Legal practitioners, Civil Society Organisations (CSOs), and concerned Nigerians have continued to express angst at the splash of bumper take-home packages including six Sports Utility Vehicles (SUVs), cash, domestic aides, and other benefits to the immediate retired Service Chiefs after they were replaced by new ones by President Bola Tinubu.
There were reports in the week of the retiring service chiefs in the Nigerian Armed Forces would each go home with several SUVs, about eight soldiers as aides, among others, which is raising hairs nationwide.
*’Proposal illegal, morally wrong under current harsh economic realities’
Reacting to the report, a senior lawyer, John Chibindu Okoli-Akrika (SAN), described the packages as not only illegal and morally wrong or reprehensible but also condemnable at a time the country is bogged down by a harsh economic predicament and huge debts.
He said the idea of civil servants, elected officers or political appointees going home with government properties or gifts borders on legality and morality.

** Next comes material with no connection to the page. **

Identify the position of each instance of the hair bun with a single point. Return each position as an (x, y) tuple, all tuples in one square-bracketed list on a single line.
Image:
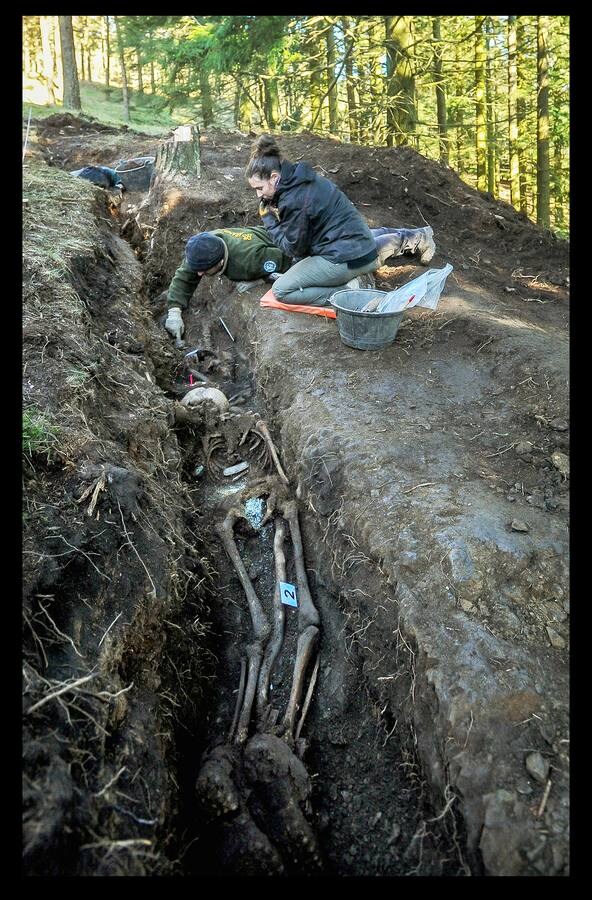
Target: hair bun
[(266, 145)]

Okoli-Akarika pointed out, “The legal aspect of it is that, on their terms or conditions of service, the right to take home such property instead of the person’s employment, and does the person’s terms of employment or service include the right to take such property?
“I am not aware of a by-law that says that when somebody occupies an office and when that person is leaving that office that the person is entitled to go home with government property.”

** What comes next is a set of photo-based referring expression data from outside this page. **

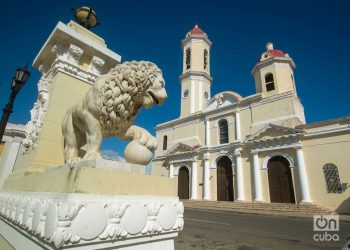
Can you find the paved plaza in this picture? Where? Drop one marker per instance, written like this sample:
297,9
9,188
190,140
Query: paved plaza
224,230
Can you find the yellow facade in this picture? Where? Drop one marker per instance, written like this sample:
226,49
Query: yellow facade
256,136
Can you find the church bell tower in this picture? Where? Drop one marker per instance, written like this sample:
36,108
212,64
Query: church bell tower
195,79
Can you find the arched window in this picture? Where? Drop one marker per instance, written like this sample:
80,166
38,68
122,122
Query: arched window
165,142
223,131
332,179
205,59
270,84
188,58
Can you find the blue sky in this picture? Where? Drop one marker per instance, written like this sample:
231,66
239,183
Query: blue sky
316,34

The legal practitioner added, “On the side of morality, it is immoral for one to know appropriate public property to himself because he held a public office. So, no matter the perspective from which one appreciates it, whether, from the point of view of legality or morality, that conduct is unjustifiable as it is immoral and untenable.
“From the economic viewpoint, there is no way the country can be borrowing and subjecting the common man to excruciating economic conditions and you turn around to allow those who occupied public offices to go home with public property because, at the end of the day, it would further deplete the socio-economic conditions of the people and the country at large.”
Another Senior Advocate of Nigeria (SAN), Ben Uzuegbu, said the action of rewarding or compensating the service chiefs with such bogus benefits smacked of insensitivity.
According to him, “Our leaders are so insensitive that they are calling on the masses whom they have raped all these eight years past. They are lying on the ground, and they are asking them (the masses) to make a sacrifice. On their own, they have continued to indulge in financial impunity and recklessness.”
He warned, “This is a country that is knee-deep in debt, and apart from getting loans, cannot pay the salaries of civil servants that are working day in, day out. I know you have up to 350 generals in the Nigerian Army, so if that kind of amount and facilities they want to give those officers are given out, it will create a gargantuan hole in the finances of Nigeria.”
The legal luminary further noted, “From all the directions you look at it, there’s no human being that has his senses that will support such things to be awarded to the ex-service chiefs.
“I have also looked at the law concerning this; they said there is one thing they have about these service chiefs, and that thing is not made known to the general public, how can you do a law that the general public is not aware of it when there’s a superseding law that says something about freedom of information?
Uzuegbu added, “The money that is being paid to these generals is like tax; it’s my money. It’s the common man in the streets that brought this money, and you want to take the money of the common man and you don’t want him to know the modality by which you are going about it?
“To me, there is no law that empowers them to do so. Considering the current situation of Nigeria, the financial paralysis Nigeria is suffering from, it is so insensitive, unjustifiable, and there is no way they can do that kind of thing and the masses will be looking at them.”